For some learners, I introduce the game without the cards. We just take turns shaking the popper and counting up how many of each type of popcorn.
You may want to create a visual cue such as this to help with labeling the types of popcorn. For learners who struggle to learn new words, we'll start with labeling them by color.
For learners who struggle with scanning, introduce a field of 4 of the same color of popcorn. The learner shakes the popper, counts up the yellow popcorn, then matches that number to the correct card.
As the learner masters the skill of scanning, introduce additional colors. Have the learner match each color to the number shown in the popper.
Players can use 2 or more cards to match. For example, 3 pieces of "caramel" popcorn are shown on the popper. The learner can match the card that shows 3 or can combine the cards that show 2 and 1.
Introduce the action die. Explain each side of the die. If necessary, provide a visual cue.

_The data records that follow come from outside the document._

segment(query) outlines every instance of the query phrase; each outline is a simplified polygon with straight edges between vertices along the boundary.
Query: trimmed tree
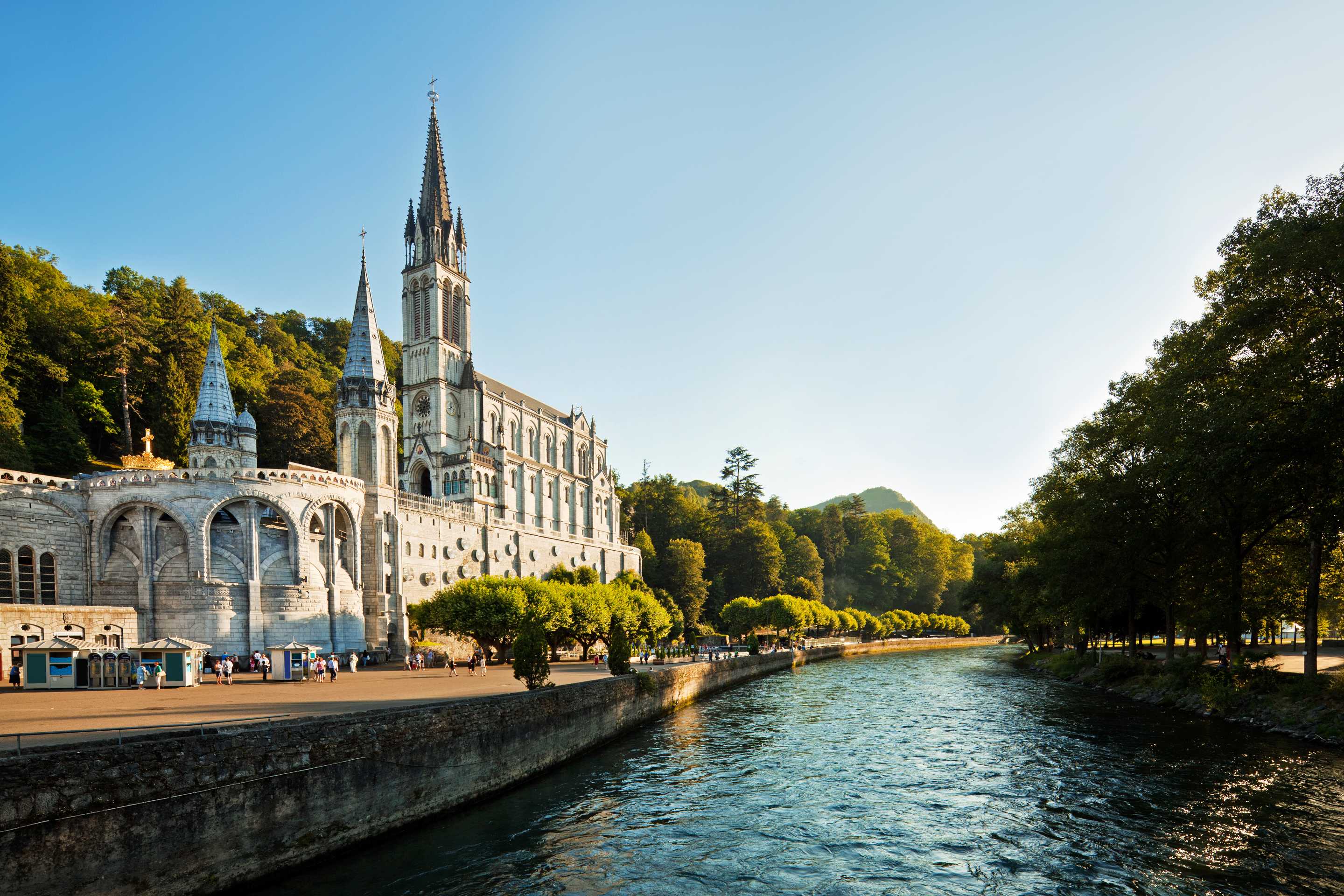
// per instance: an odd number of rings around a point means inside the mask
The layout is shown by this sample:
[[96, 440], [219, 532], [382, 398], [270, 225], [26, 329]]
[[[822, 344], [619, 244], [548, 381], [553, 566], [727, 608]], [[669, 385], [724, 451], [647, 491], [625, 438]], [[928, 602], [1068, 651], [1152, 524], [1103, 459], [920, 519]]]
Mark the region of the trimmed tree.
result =
[[612, 642], [607, 645], [607, 658], [606, 668], [612, 670], [613, 676], [625, 676], [630, 673], [630, 642], [625, 637], [625, 629], [621, 626], [612, 627]]
[[546, 633], [536, 622], [524, 622], [513, 641], [513, 677], [536, 690], [551, 680], [551, 664], [546, 658]]

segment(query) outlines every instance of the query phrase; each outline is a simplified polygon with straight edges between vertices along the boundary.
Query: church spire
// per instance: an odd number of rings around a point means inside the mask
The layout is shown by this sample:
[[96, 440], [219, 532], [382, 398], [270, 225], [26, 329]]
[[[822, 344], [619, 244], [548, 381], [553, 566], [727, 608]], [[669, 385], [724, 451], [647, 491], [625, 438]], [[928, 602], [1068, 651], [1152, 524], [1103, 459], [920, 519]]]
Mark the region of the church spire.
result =
[[349, 343], [345, 347], [345, 379], [387, 382], [383, 361], [383, 339], [374, 317], [374, 296], [368, 289], [368, 263], [359, 257], [359, 287], [355, 290], [355, 313], [349, 318]]
[[[435, 95], [437, 97], [437, 95]], [[425, 140], [425, 176], [421, 179], [419, 226], [415, 262], [446, 259], [448, 240], [453, 232], [453, 204], [448, 197], [448, 169], [444, 165], [444, 140], [438, 133], [438, 114], [429, 107], [429, 136]]]
[[219, 351], [219, 332], [215, 321], [210, 321], [210, 348], [206, 349], [206, 367], [200, 372], [200, 391], [196, 394], [196, 414], [194, 420], [234, 422], [234, 394], [228, 388], [228, 371], [224, 369], [224, 353]]

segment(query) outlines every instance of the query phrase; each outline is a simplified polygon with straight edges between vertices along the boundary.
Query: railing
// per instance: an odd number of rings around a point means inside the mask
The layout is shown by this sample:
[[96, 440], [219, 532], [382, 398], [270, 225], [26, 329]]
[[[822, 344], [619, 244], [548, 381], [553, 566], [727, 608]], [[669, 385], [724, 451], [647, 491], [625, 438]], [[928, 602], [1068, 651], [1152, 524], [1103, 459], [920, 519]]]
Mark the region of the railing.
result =
[[270, 728], [271, 719], [288, 719], [290, 713], [281, 712], [273, 716], [245, 716], [242, 719], [206, 719], [204, 721], [180, 721], [176, 724], [167, 725], [122, 725], [120, 728], [66, 728], [62, 731], [15, 731], [9, 733], [0, 733], [0, 737], [13, 737], [15, 740], [15, 755], [23, 755], [23, 739], [24, 737], [50, 737], [55, 735], [89, 735], [89, 733], [102, 733], [108, 731], [117, 732], [117, 744], [121, 744], [122, 731], [155, 731], [163, 728], [200, 728], [200, 736], [206, 736], [206, 725], [218, 728], [220, 725], [233, 725], [239, 721], [266, 721], [266, 727]]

I frequently introduce "POP" from the action die early on because my learners are frequently highly motivated by shouting out "Pop!" whenever it shows up in the popper.
When played as designed, each player has 4 cards face up. Take turns shaking the popper. Each player gets to keep any cards that match the amount on the popper.
Game variation for some learners: All cards are placed face up on the table. Players take turns shaking the popper and racing to be the first to collect cards that match what's shown in the popper.
Your learner does not have to master all the steps in order to engage in play with others. Your ultimate goal is to increase opportunities for play with siblings and peers in motivating ways.